Un flou gouvernemental qui alarme les écologistes
Alors que le gouvernement Lecornu II entretient un silence ambigu sur sa position face à la nouvelle proposition de loi du sénateur LR Laurent Duplomb, les critiques fusent. Le texte, déposé en février 2026, vise à réintroduire deux insecticides controversés : l'acétamipride et le flupyradifurone, déjà interdits en France mais autorisés dans d'autres pays européens.
Une menace pour l'eau potable
Sandrine Rousseau, députée écologiste de Paris, dénonce une obstruction systématique de l'Assemblée nationale face aux projets visant à protéger les points de captage d'eau potable.
"Aujourd'hui, la plupart des points d'eau potable sont contaminés par des PFAS ou des pesticides",affirme-t-elle, soulignant une urgence sanitaire.
Un contexte de tensions politiques
Cette proposition intervient dans un climat de crise agricole et politique sanitaire, alors que les oppositions de gauche dénoncent une régression environnementale sous le gouvernement actuel. Les écologistes rappellent que le premier texte de Duplomb avait déjà provoqué une mobilisation massive, avec plus de 2 millions de signatures contre la réintroduction de ces substances.
La "guerre de l'eau" selon Rousseau
La députée alerte sur un enjeu majeur : l'eau saine deviendra un bien précieux.
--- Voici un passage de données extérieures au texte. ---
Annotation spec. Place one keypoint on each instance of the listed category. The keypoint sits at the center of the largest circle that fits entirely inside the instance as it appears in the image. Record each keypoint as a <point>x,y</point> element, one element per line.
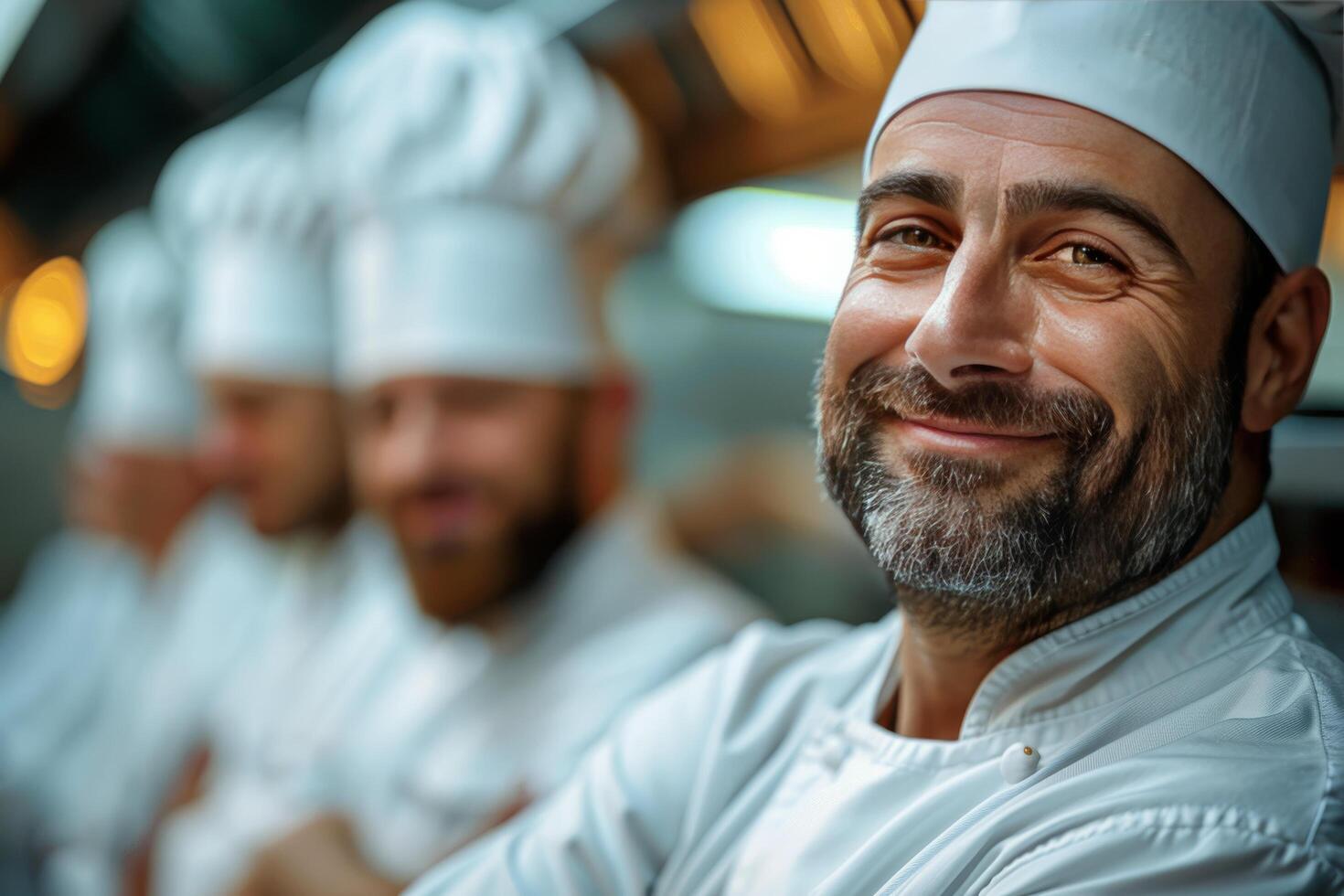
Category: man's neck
<point>943,669</point>
<point>940,675</point>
Elle critique ouvertement l'exécutif, accusé de privilégier les lobbies agricoles au détriment de la santé publique.
"J'attends qu'il protège notre santé, qu'il protège l'eau, un bien commun essentiel",déclare-t-elle, pointant du doigt une responsabilité historique du gouvernement.
Un débat qui dépasse les frontières
Si la France interdit ces pesticides, d'autres pays européens, comme l'Allemagne ou les pays nordiques, maintiennent leur autorisation. Cette divergence alimente les tensions au sein de l'Union européenne, où les normes environnementales divergent encore fortement. Les écologistes français appellent à une harmonisation stricte des réglementations, pour éviter une concurrence déloyale au détriment de la santé.